The other death is that of Marge, one of the least annoying teens who does the honourable thing in jumping into the water to save the little Brody kid but ends up getting devoured herself as a result. Now this scene is a shocker, mainly because it’s so brutal – Marge more or less gets swallowed whole, just like that – this, together with the fact that the little Brody boy is witnessing the whole thing dead-on, and John Williams’ monstrously evil score, plus Little Miss Screamer (I can’t remember her name, but she breaks decibels throughout the film’s last half) in full effect, and the result is quite distressing. Well, it was for me, especially if you rewind a few seconds to a certain shot. Now, if you don’t have the film to hand, try to think back and you may remember a shot from above with Jaws heading for Marge, and it’s quite plainly clear that the bastard has a massive open-mouthed grin on his face. This fucker isn’t just eating to survive, he’s doing it for FUN. It was this bit that freaked me out the most. Now, sharks don’t smile. In Jaws 2, we are clearly dealing with a not exactly realistic model, plus the waves above his face are kind of distorting what we see, so even if the filmmakers didn’t create a grinning shark, that’s what we are seeing, and it’s this shot that made Jaws MKII ten thousand times more sinister and sadistic than his older brother in the first film.

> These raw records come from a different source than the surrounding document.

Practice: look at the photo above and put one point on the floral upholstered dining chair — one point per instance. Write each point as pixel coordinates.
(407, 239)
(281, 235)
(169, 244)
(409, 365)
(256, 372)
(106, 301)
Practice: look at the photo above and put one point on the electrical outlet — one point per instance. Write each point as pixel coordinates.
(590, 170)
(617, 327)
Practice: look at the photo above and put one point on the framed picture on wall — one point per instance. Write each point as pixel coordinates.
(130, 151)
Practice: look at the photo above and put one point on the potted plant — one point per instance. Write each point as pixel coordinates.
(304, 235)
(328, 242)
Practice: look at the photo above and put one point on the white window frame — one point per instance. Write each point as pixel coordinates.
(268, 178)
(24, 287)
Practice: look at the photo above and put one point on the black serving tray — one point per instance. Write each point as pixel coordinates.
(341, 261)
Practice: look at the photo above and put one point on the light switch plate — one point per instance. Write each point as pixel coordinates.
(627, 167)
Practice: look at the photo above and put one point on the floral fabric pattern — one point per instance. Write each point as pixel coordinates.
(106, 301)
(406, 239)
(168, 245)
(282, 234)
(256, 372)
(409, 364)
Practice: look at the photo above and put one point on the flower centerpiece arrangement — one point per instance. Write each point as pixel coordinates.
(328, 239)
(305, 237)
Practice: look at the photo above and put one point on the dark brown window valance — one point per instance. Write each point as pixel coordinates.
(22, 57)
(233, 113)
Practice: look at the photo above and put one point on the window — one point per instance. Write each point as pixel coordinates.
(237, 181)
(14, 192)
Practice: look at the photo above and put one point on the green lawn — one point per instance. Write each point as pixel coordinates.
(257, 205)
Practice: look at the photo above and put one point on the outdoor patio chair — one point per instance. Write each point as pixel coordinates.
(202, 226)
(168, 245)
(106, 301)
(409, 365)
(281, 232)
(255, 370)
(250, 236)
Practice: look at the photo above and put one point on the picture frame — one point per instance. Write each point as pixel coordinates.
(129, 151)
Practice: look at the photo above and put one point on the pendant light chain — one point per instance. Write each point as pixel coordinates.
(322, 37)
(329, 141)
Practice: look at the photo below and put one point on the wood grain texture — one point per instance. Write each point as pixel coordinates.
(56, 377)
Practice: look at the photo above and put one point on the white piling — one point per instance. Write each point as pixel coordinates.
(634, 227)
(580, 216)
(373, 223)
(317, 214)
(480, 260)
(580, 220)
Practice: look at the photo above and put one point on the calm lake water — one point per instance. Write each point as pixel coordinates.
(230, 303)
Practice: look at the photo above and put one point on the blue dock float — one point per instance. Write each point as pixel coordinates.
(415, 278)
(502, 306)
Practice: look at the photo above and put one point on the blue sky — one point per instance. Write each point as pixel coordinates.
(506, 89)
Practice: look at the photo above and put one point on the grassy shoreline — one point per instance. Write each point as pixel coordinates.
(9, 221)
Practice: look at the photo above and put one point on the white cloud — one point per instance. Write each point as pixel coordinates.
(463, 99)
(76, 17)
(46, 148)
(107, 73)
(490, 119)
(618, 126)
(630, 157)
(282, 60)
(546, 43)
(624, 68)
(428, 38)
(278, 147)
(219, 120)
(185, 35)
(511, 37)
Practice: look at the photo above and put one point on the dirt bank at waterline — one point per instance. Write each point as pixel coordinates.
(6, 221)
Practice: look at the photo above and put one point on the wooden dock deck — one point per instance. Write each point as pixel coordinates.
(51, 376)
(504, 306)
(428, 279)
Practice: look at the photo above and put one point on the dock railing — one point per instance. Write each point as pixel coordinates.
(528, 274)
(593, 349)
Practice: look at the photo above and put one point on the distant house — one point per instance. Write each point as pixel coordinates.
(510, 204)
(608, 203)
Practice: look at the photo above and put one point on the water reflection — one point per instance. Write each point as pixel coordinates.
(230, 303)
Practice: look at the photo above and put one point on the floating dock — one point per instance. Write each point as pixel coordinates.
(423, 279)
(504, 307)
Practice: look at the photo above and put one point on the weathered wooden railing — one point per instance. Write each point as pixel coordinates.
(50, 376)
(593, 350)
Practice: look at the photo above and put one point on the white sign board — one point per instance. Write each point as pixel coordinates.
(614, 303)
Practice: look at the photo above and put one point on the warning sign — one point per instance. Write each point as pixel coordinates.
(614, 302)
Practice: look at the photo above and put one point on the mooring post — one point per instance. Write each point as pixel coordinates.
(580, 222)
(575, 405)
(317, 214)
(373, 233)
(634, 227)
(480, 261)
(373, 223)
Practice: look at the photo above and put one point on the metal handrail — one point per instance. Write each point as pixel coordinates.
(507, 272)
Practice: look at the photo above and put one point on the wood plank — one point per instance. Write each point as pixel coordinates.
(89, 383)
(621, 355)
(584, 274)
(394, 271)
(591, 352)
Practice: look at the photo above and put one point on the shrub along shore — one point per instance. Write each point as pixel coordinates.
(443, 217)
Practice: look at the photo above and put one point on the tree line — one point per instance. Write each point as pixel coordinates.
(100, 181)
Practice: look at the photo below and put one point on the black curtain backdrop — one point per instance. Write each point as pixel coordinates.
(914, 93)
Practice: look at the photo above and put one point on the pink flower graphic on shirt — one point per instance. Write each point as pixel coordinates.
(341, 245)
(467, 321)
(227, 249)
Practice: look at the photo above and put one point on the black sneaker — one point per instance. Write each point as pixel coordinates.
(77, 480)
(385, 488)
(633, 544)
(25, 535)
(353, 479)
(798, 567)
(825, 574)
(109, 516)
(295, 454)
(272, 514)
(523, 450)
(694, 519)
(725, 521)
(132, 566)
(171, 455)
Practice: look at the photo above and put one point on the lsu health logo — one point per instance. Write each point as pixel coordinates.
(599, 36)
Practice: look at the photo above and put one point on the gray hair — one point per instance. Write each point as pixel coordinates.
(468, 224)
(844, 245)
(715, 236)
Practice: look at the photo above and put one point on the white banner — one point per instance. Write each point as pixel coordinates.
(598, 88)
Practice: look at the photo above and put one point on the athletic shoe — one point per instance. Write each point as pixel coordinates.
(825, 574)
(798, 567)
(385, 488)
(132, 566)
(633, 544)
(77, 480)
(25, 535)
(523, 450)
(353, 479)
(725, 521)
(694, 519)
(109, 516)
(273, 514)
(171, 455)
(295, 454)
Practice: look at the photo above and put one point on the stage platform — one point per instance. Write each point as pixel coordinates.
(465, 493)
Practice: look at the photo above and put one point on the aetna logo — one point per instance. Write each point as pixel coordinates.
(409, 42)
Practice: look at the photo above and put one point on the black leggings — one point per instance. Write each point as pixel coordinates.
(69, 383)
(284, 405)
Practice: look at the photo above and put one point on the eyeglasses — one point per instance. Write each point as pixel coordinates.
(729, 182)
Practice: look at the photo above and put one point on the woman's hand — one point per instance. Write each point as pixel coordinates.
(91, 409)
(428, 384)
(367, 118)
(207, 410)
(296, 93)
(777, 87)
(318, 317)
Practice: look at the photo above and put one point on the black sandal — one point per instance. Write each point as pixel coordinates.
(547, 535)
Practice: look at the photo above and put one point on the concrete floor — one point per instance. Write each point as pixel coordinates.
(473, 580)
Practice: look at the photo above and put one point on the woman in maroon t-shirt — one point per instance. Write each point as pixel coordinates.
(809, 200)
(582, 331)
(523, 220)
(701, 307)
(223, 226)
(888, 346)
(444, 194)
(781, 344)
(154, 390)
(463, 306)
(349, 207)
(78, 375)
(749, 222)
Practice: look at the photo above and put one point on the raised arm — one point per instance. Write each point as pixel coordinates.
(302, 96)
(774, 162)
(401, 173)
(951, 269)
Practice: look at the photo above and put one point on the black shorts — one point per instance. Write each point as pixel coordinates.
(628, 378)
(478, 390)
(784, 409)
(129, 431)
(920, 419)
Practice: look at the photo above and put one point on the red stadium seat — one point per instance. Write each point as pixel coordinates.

Oh yeah, some hilariously bearded helicopter pilot gets eaten, but his death is not quite so horrifying. You just spend most of his death wondering if Jaws is going to choke to death on his beard. We get to see a little more of the pilot’s death on the deleted scenes on the DVD, which I would have liked to have seen re-integrated into the film, proper, because I’m sick like that, you know?
So, the film’s second half is in top gear, and we’re ready for more death, but oh no, Brody arrives on the scene and thanks to some neat foreshadowing earlier on in the film, he gets an electric cable (which his deputy accidentally yanked out of the sea near the start) and whacks it to death with an oar, which he knows will attract Jaws because he can’t get enough of rhythmic beats that pulsate through the ocean. I’d have chucked on some Public Enemy on a shower radio and threw that in the drink myself, but each to their own. So Jaws shows up, Little Miss Screamer screams and screams again (some people really hate this performance, but I’d probably be the same, albeit more high-pitched on the vocal front) and he heads right for the cable, munches it, and gets electrocuted to death. The teens are over the moon, and it’s easy to say ‘why are they so happy when one of their friends has just been swallowed whole?’ ( I guess they don’t know about Eddie yet), but I guess I would be laughing like a nutter if the monster that just tried to kill me had been toasted.
You know, I like Jaws 2. It’s a cash-in, but it’s no disgrace. It’s genuinely tense in places. It’s three hundred times better than the next two films, though that isn’t saying too much, I suppose. Incidentally, the French title for Jaws was La Dents de la Mer, which meant that Jaws 2 read as La Dents de la mer Deux. Now, if you say the last two words quickly enough, they sound like ‘merde’, which is a naughty word in French. The English equivalent would read something along the lines of Jawshit.